Path: news.mathworks.com!newsfeed-00.mathworks.com!newsfeed2.dallas1.level3.net!news.level3.com!postnews.google.com!s8g2000prg.googlegroups.com!not-for-mail
From: Phil Winder <philipwinder@googlemail.com>
Newsgroups: comp.soft-sys.matlab
Subject: Re: Matlab Vectorisation Speed - How is it done in c++?
Date: Mon, 17 Dec 2007 02:09:45 -0800 (PST)
Organization: http://groups.google.com
Lines: 62
Message-ID: <e9d409cb-5623-4c07-83d6-45bf2bd0df7b@s8g2000prg.googlegroups.com>
References: <eb177713-6655-4454-bbf6-92d2c91bb6a6@s19g2000prg.googlegroups.com> 
NNTP-Posting-Host: 213.249.237.113
Mime-Version: 1.0
Content-Type: text/plain; charset=ISO-8859-1
Content-Transfer-Encoding: 7bit
X-Trace: posting.google.com 1197886186 13135 127.0.0.1 (17 Dec 2007 10:09:46 GMT)
X-Complaints-To: groups-abuse@google.com
NNTP-Posting-Date: Mon, 17 Dec 2007 10:09:46 +0000 (UTC)
Complaints-To: groups-abuse@google.com
Injection-Info: s8g2000prg.googlegroups.com; posting-host=213.249.237.113; 
User-Agent: G2/1.0
X-HTTP-UserAgent: Mozilla/5.0 (Windows; U; Windows NT 6.0; en-GB; rv:1.8.1.11) 
Xref: news.mathworks.com comp.soft-sys.matlab:442713



On Dec 17, 1:36 am, sturlamolden <sturlamol...@yahoo.no> wrote:
> On 17 Des, 01:05, Phil Winder <philipwin...@googlemail.com> wrote:
>
> > Im currently porting some matlab algorithms to c++ code.  The test
> > code I have is testing the vector math capabilities and how fast they
> > can go.  I have found that it can be very, very fast and I am
> > strugglling to reproduce the speed in c++. How does matlab do it? And
> > how can it be reproduced in c++?
>
> Beating the performance of vectorized Matlab code is very hard, and
> usually not worth the effort.
>
> Matlab makes calls to optimized C and Fortran libraries such as blas/
> atlas, lapack and fftw. You cannot duplicate their efficacies in C++
> for at least two reasons:
>
> 1. There are issues related to the language syntax that makes Fortran
> particularly easy to optimize for compilers, such as lack of pointer
> aliasing. This is particularly important for optimal allocation of
> registers when the CPU goes into a tight loop.
>
> 2. A lot of effort have been put into making these libraries as fast
> as possible. This includes optimal use of cache and branch prediction.

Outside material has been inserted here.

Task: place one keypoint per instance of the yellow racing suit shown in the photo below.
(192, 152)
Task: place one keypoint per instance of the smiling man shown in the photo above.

> Duplicating these efforts on your own is going to take the rest of
> your life to complete.
>
> My advice would be this:
>
> If you want speed in your C++ app, link and call the same libraries as
> Matlab do. Most of them are available for free. Give the C++ compiler
> pointer aliasing hints wherever possible.
>
> In addition:
>
> Use optimization level 3 on numerical code and level 2 on non-
> numerical code. Process the data in chunks that fit in your L1 cache.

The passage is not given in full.